The Santorum Effect
By

    Rick Santorum

    Photo by Gage Skidmore. Licensed under Creative Commons.

    Rick Santorum means many things to many people. To Dan Savage and many supporters of LGBT rights, his last name came to mean this (if you’ll pardon the egregious pun). To followers of politics during the past half year, he’s been the guy at the edge of each debate stage, a reflection of his poor poll performance – with him often coming in at the margin of error. But as of last night’s Iowa caucus results, the name “Rick Santorum” may represent the man who could challenge the conventional wisdom (if not always numerical poll champion) frontrunner Mitt Romney.

    Now when you Google his name, the first result you get (under an Associated Press graphic charting the caucus results) is a link to donate to his campaign. The header shouts, “IOWA SURPRISE!” and goes on to boast that Santorum “prove[d] he is the only conservative who can beat Mitt Romney.”

    So, what spurred this overnight transition from 2012 bottom dweller to losing by only eight votes to Romney in the Iowa caucus? The question itself will most likely become irrelevant within the month of January, just as each of the buzz candidates during this election cycle has experienced a meteoric rise in popularity, only to subsequently and swiftly pull a Challenger and explode in the atmosphere of public opinion.

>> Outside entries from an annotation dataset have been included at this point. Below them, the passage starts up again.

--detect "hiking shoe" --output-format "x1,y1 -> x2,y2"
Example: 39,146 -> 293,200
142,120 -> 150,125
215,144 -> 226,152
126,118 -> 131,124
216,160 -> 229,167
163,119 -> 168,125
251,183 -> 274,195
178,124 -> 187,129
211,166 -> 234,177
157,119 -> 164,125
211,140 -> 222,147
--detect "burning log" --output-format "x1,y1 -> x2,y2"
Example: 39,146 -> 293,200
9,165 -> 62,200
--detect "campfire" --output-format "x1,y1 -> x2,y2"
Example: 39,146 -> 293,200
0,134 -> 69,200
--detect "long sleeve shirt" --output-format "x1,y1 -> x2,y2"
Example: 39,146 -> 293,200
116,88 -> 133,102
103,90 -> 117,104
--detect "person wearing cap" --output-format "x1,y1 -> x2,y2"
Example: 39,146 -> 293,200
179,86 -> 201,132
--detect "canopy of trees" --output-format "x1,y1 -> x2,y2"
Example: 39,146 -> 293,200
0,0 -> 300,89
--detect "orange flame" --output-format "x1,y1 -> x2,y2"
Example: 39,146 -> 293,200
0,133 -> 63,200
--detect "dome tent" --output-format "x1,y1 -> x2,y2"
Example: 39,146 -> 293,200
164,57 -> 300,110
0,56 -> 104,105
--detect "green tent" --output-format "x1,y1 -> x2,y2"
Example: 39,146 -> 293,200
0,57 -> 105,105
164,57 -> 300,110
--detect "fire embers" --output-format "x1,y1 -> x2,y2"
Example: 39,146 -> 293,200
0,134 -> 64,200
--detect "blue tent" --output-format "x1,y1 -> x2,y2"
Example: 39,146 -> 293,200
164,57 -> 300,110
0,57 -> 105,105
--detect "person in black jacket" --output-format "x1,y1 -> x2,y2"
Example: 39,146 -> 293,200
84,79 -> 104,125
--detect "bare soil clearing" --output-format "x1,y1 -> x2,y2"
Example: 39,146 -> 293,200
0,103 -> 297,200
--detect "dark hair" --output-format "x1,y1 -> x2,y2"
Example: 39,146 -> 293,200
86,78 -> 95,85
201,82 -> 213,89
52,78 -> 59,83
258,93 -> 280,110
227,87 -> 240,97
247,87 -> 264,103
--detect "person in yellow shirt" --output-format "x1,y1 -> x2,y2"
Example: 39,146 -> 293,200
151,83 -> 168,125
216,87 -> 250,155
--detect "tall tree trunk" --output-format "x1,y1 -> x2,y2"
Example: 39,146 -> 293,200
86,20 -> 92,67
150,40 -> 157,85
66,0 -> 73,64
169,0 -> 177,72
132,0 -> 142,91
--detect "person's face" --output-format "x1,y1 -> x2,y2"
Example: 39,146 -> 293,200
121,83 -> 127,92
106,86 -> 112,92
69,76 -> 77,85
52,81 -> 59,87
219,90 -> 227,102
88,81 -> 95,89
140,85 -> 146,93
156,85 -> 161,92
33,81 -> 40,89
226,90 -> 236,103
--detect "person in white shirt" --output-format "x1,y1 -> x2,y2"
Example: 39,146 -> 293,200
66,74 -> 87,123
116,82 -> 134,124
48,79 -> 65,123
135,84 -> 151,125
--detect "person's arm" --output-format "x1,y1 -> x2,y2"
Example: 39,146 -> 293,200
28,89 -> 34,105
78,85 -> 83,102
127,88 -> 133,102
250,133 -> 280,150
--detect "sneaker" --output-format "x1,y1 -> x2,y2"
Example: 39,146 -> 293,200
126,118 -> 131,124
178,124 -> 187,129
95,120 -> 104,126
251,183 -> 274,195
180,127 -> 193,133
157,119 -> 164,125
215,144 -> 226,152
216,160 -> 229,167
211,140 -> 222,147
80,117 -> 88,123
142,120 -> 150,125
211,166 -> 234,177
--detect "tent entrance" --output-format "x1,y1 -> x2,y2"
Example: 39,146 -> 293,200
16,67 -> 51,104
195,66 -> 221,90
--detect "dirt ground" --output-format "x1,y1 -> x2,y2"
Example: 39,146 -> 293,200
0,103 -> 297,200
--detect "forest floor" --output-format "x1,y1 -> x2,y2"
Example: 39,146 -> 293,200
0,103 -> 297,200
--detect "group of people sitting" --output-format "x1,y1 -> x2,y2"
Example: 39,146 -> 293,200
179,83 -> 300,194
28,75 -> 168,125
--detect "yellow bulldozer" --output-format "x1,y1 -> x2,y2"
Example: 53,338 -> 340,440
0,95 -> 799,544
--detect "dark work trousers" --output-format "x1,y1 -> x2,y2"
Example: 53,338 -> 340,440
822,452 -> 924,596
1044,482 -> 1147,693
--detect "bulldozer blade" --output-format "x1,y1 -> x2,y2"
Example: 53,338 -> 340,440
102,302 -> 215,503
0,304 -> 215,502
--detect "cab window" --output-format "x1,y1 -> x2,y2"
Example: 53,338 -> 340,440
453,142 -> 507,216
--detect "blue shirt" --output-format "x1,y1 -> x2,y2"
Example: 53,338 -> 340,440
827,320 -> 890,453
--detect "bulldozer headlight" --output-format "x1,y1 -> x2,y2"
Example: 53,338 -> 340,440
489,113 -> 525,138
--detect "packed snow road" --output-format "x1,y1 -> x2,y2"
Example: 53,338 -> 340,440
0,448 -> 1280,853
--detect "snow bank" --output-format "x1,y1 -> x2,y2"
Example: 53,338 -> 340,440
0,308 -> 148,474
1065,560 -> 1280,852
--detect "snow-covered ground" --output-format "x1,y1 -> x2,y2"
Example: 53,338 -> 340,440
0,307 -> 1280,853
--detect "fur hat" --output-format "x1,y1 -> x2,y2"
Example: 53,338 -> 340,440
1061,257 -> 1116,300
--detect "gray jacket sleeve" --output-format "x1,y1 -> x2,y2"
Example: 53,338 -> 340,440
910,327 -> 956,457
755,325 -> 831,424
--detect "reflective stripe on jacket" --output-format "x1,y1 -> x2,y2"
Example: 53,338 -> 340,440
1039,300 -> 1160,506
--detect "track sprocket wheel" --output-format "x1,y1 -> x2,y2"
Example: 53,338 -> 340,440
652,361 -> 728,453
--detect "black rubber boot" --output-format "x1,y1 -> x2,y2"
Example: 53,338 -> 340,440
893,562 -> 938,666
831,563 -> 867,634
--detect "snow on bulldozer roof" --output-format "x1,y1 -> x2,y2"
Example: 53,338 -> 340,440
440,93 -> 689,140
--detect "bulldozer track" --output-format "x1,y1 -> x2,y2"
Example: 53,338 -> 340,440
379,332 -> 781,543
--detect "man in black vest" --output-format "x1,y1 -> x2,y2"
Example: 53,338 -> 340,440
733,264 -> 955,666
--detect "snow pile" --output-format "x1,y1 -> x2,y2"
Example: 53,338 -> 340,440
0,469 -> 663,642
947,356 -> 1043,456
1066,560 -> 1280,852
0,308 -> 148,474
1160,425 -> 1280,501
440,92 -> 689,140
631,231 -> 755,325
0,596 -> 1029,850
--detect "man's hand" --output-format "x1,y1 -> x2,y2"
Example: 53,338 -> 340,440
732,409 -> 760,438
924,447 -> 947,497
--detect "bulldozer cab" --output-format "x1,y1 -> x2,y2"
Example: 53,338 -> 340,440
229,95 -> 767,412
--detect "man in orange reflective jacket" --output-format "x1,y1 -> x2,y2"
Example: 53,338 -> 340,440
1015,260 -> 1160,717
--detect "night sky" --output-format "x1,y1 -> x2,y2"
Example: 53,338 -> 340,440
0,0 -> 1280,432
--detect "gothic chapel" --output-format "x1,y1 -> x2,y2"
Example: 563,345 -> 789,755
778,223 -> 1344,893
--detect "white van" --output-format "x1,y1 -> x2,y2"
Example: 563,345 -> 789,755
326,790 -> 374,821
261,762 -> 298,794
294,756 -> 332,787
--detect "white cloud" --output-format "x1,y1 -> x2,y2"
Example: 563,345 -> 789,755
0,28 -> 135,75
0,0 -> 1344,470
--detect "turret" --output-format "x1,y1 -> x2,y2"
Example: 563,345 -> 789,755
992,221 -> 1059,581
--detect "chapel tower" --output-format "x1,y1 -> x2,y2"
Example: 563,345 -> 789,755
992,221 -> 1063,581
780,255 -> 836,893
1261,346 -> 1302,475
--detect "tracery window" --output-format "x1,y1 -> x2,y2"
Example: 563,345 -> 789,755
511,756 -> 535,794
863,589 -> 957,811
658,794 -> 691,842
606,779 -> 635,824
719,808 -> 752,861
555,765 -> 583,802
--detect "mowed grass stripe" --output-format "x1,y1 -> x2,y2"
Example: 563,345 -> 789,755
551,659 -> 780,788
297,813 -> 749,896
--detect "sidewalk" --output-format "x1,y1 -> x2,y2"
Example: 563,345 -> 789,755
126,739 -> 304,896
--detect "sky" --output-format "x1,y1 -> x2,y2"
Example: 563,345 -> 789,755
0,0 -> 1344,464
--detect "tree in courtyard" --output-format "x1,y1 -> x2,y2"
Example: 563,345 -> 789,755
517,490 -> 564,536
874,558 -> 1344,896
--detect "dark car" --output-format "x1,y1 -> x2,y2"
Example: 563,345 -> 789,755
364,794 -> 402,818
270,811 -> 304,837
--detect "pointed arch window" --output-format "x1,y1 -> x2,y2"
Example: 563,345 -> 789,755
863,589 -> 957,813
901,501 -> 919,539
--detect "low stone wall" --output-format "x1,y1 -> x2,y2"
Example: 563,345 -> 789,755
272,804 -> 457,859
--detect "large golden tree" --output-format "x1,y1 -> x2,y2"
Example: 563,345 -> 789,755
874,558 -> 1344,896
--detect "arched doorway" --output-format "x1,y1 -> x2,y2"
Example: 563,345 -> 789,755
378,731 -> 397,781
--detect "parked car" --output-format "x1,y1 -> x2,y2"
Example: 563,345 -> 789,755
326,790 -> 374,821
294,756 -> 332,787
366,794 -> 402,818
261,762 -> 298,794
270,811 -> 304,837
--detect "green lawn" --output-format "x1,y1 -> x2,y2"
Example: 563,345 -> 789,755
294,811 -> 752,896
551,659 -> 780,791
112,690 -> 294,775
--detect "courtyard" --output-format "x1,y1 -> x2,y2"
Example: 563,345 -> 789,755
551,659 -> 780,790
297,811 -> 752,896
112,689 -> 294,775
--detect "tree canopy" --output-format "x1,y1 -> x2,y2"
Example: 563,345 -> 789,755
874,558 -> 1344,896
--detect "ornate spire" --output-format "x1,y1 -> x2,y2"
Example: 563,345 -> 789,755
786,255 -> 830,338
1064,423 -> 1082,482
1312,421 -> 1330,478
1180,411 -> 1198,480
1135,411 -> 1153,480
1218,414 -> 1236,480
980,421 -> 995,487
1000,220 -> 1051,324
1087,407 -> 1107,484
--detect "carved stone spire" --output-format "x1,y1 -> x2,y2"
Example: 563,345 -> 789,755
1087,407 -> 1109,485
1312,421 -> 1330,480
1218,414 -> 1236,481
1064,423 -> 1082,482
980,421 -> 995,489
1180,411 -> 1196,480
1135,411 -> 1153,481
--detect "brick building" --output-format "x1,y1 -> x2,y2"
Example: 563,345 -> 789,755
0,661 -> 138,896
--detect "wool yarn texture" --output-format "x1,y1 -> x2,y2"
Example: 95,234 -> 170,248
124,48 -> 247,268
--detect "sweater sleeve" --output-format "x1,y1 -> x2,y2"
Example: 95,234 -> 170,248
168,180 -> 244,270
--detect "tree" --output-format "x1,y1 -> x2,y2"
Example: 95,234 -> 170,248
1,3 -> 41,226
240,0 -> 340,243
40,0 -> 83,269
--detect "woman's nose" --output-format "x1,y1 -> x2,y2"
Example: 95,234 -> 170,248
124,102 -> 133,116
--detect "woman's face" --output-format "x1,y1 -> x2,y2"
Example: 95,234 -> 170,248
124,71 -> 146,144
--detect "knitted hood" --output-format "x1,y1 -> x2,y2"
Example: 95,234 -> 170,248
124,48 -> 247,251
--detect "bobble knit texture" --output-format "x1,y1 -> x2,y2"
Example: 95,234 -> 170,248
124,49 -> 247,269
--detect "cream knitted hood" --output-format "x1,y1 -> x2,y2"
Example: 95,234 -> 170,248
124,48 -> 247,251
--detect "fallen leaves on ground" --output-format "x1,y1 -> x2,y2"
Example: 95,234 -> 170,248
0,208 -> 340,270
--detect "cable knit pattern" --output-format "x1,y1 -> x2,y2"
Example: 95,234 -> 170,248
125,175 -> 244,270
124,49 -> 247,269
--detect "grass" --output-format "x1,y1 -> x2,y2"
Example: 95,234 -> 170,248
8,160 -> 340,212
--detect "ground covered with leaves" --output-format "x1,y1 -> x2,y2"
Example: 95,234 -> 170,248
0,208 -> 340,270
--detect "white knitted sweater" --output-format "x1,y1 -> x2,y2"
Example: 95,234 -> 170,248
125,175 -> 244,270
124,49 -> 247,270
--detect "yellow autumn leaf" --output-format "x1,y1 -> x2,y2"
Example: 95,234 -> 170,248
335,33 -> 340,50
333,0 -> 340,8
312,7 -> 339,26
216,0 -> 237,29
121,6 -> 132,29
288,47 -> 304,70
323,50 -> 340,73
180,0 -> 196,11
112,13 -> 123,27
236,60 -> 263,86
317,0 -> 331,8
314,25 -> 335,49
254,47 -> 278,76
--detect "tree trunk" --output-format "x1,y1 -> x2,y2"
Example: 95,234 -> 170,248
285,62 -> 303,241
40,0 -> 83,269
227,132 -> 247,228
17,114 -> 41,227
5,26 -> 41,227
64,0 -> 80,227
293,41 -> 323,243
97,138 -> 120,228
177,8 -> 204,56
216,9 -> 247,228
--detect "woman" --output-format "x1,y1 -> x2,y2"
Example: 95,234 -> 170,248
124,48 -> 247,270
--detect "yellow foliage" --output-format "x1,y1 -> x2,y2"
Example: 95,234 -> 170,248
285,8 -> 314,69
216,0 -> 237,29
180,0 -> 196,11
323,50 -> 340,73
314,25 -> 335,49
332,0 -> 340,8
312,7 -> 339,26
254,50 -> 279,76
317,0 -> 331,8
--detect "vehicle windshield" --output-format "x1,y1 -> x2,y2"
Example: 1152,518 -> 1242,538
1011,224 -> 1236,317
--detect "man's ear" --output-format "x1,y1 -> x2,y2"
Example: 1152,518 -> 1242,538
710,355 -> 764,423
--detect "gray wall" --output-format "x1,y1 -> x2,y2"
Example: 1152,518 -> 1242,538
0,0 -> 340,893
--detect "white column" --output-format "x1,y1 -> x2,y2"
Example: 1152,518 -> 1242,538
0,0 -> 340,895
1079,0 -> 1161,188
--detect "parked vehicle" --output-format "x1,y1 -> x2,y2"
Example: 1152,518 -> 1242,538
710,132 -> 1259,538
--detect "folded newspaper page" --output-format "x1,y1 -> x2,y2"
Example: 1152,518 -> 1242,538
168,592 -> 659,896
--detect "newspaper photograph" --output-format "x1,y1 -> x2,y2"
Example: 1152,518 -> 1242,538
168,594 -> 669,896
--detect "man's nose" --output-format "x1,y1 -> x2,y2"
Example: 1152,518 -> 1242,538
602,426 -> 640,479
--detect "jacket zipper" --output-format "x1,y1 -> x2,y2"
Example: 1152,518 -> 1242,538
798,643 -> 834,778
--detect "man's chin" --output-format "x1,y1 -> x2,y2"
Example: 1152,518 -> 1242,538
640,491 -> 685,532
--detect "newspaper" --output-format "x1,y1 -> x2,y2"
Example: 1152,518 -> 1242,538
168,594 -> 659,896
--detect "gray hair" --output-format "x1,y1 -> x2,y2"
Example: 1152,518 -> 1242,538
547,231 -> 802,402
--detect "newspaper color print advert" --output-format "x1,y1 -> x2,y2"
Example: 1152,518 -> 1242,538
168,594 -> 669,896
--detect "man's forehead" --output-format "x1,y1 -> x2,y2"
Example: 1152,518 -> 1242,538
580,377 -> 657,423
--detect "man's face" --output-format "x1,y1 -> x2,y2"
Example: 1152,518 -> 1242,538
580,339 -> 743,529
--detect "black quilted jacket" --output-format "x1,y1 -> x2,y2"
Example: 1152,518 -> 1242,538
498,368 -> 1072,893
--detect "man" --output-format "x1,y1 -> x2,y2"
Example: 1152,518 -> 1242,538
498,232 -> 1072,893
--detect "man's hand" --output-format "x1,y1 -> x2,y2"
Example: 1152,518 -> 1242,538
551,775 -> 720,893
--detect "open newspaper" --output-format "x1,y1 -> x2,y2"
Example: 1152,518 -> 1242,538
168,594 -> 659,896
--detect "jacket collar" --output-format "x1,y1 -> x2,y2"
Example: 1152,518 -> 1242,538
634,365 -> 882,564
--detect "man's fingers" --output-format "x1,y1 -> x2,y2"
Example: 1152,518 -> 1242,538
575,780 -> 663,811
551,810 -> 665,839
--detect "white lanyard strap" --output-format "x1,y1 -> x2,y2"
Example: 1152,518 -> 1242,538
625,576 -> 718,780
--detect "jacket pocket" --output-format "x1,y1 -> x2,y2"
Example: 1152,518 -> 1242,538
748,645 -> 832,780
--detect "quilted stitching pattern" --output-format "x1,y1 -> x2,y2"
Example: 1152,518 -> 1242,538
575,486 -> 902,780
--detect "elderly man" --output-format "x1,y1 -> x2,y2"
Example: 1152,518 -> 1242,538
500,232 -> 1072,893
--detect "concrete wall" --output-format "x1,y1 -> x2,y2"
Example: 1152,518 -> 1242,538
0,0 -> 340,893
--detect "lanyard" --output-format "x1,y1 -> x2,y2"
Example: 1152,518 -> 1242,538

Pundits and party insiders have gone from Trump to Bachmann to Perry to Cain to Gingrich to Ron Paul. (I mean, come on.)

    Meanwhile, poor Romney has been cast aside as the stepchild of the GOP. Republicans see him as perfunctory, adequate, but he’s missing that dazzle, or, more importantly, he possesses that thing seemingly most detestable to the Tea Party faction of the GOP — any tie to political moderateness. He’s had to spend so much time distancing himself from his Republican-infamous “Romneycare” — even though it was successful — and flip-flopping on previously held beliefs to even stay viable that he has arguably rendered himself permanently ineffective for this election cycle.

    So, even though some doubt the idea that Santorum could actually get the nomination, the rise of each buzz candidate represents a heavy blow to Romney. And so late in the game, it doesn’t bode well that someone like Santorum — infamous last name and all — could do so well in Iowa. Unless the GOP wants to nominate the guy who just bemoaned the welfare system as a way to give “black people...somebody else's money" to run against the incumbent first African American president of the United States, the party seems to be setting itself up for a weak run in 2012.